Un attacco informatico contro varie strutture pubbliche etiopi sarebbe stato portato a termine la scorsa settimana da hacker egiziani. Ed è soltanto l’ultima di questo genere di operazioni in cui questioni di carattere politico e/o geopolitico connesse ad attacchi cyber. Si pensi alle ritorsioni indiane contro le app cinesi che hanno come motivazione di fondo lo scontro al confine himalayano: oppure alla serie di incendi animali in Iran, concentrati in pochi giorni e in strutture attorno al programma nucleare, forse opera di un’unità specializzata del Mossad.

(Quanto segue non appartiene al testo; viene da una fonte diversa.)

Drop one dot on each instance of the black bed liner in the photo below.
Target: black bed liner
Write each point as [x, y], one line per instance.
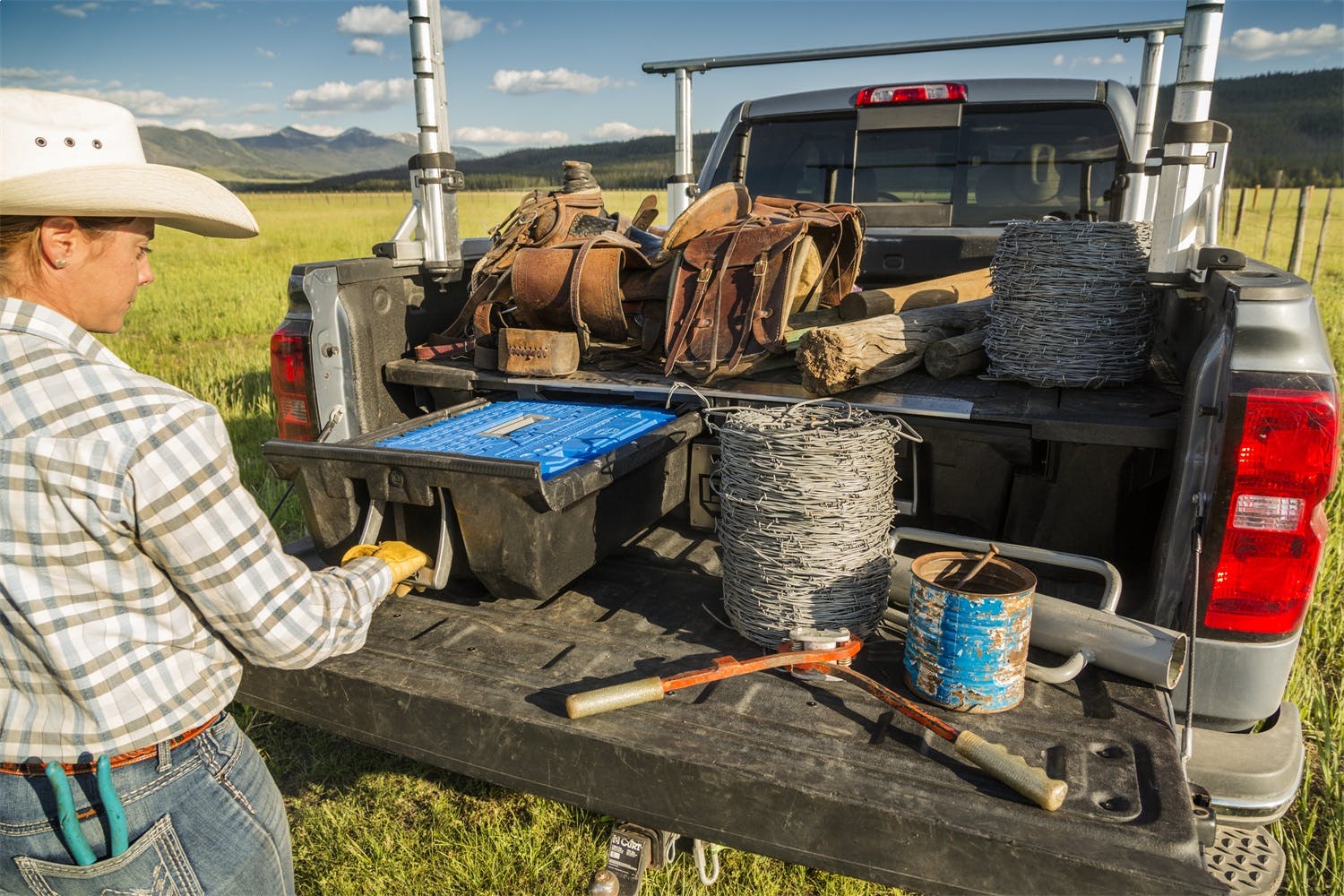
[819, 775]
[1142, 414]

Ragioni fisiche alla base, o come obiettivo, di operazioni digitali. Nel caso egiziano, il tema di fondo riguarda la Grand Ethiopian Renaissance Dam (GERD), enorme diga sul Nilo che Addis Abeba brama come necessità per il Paese (dovrebbe allargare sensibilmente la copertura elettrica, e per questo la popolazione la finanzia acquistando bond dai ricavi il governo finanzia il progetto; altri fondi li mette la Cina) e che l’Egitto osteggia perché comporterà una inevitabile riduzione dei volumi d’acqua che il Grande Fiume tira nella terra dei faraoni. Sarà la diga più grande del continente africano (equiparabile solo a quella di Inga, sul fiume Congo, la cui funzionalità però è molto sotto le capacità per chi era stata costruita). C’è anche un bel pezzo d’Italia nell’opera contestata: la Salini Impregilo ha vinto la gara d’appalto ed è la ditta milanese (ora Webuild) ad aver avviato cinque anni fa i lavori dell’infrastruttura. Opera che è parte sostanziale degli interessi egiziani verso l’Africa subsahariana.

L‘opera non procede alla fase operativa per via del contenzioso geopolitico – in cui è coinvolto anche il Sudan. Lunedì, il ministro dell’Irrigazione egiziano (il fatto stesso che ci sia un dicastero ad uopo al Cairo dimostra quanto il tema dell’acqua sia importante) ha dichiarato: “L’acqua del Nilo è un problema esistenziale per l’Egitto, il 97 per cento del suo territorio è deserto”. Parlava mentre faceva il punto sugli sforzi di dialogo internazionale per raggiungere un “accordo equo ed equilibrato”, come l’ha definito: “L’Egitto non è mai stato contrario ai progetti di sviluppo nel bacino del Nilo, Etiopia inclusa”, ma chiede che per raggiungere gli obiettivi in termini di generazione di elettricità etiopi vengano “evitati danni” al Cairo. Venerdì scorso, 3 luglio, i ministri dei tre paesi hanno riavviato i colloqui trilaterali in videoconferenza, sotto l’egida dell’Unione africana e alla presenza di undici osservatori esterni (paesi come Stati Uniti, Unione europea e Sudafrica, presidente di turno dell’Ua). I risultati, per dirla con le parole del ministro egiziano, sono stati “zero”, mentre gli hacker (probabilmente del gruppo noto come “Cyber_Horus”) hanno attaccato i siti con vari riferimenti nazionalistici allo scontro sulle acque del Nilo.